Enfin, cerise sur le mergâteau ! Allan Saint-Maximin est arrivé à Lens juste avant la clôture du marché des transferts. Libre après avoir rompu son contrat avec Club América, l’ailier français est venu conclure le mercato lensois avec un parfum d’audace. Joueur qui a une solide expérience en Ligue 1, en Premier League et à l’international, Allan Saint‑Maximin est le joueur frisson par excellence. Imprévisible, explosif, doté d’une technique hors norme, il est capable de faire basculer un match sur une accélération.

un effectif plus épais, prêt pour le money time

C’est indéniable, l’effectif lensois s’est considérablement épaissi cet hiver. De quoi rester au chaud tout là-haut jusqu’au printemps ? Le RC Lens a en tout cas laissé partir des éléments qui jouaient peu voire pas du tout pour les remplacer par des joueurs encore fringants, qui ont déjà fait leurs preuves dans les deux compétitions les plus relevées du monde, la Ligue des Champions et la Premier League.

Au-delà du mercato, les absences de cet hiver ont permis à certains éléments de s’affirmer. Andrija Bulatović a prouvé qu’il était déjà prêt pour la Ligue 1. Ismaëlo Ganiou brille au moment de relayer Jonathan Gradit. Il s’est même montré convaincant face au Havre pour compenser l’absence de Samson Baidoo. Enfin, Kyllian Antonio a réalisé face aux Normands une prestation pleine dans le rôle d’axial droit, offrant une solution de rechange précieuse pour les mois à venir.

Les performances de la première partie de saison se sont construites essentiellement autour d’un onze type. Désormais, on peut imaginer un groupe de seize joueurs interchangeables, ce qui donne au Racing un effectif à l’allure européenne. Lens est donc, sur le papier, mieux armé pour durer qu’il ne le paraissait à la fin de l’été.

Gestion du groupe et place des jeunes

Si le gain d’expérience et de qualité saute aux yeux, une question demeure sur la gestion des temps de jeu, notamment pour les jeunes.

Fodé Sylla a eu quelques minutes en première partie de saison, passant devant Hamzat Ojediran dans la hiérarchie. L’arrivée de Haïdara dans l’entrejeu et la constance remarquable de Bulatović risquent de réduire encore ses chances d’être aligné. L’international U19 devra prendre son mal en patience et se tenir prêt en cas de pépin.

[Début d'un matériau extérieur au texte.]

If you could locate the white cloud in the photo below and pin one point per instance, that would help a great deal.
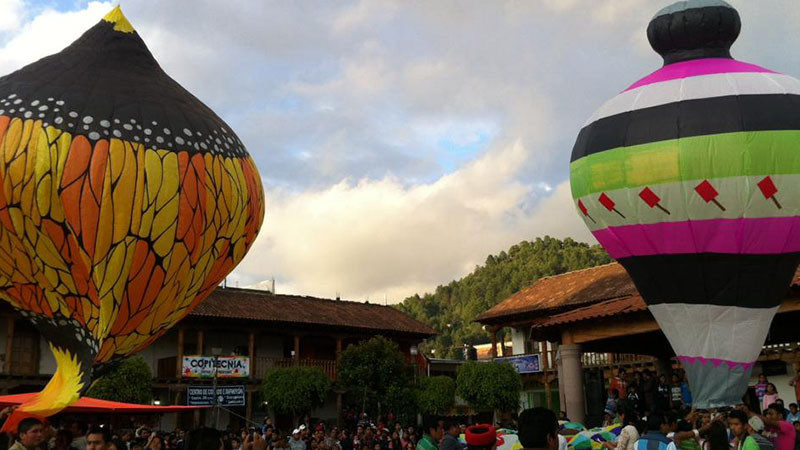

Le départ de Morgan Guilavogui, souvent dans les premiers à entrer en cours de match, laissait entrevoir davantage d’opportunités pour Anthony Bermont et Abdallah Sima. Mais la signature d’Allan Saint‑Maximin rebat les cartes sur les ailes. Les cas de ces deux joueurs talentueux, qui ont pour le moment eu peu de temps pour le démontrer, seront à surveiller. Pierre Sage et son staff devront trouver le bon équilibre entre le maintien de la cohésion tactique qui lui est chère et la gestion de groupe.

Il sera aussi déterminant de garder un maximum de joueurs engagés que de conserver un vestiaire à l’ambiance saine. Plusieurs interrogations ont été soulevées ces dernières heures avec le recrutement du fantasque Allan Saint-Maximin. Lens semble y avoir répondu en lui faisant signer un contrat court. Mais on peut aussi noter que ces mêmes questions avaient accompagné les recrutements de Florian Thauvin et Odsonne Edouard, qui se sont depuis parfaitement intégrés au collectif.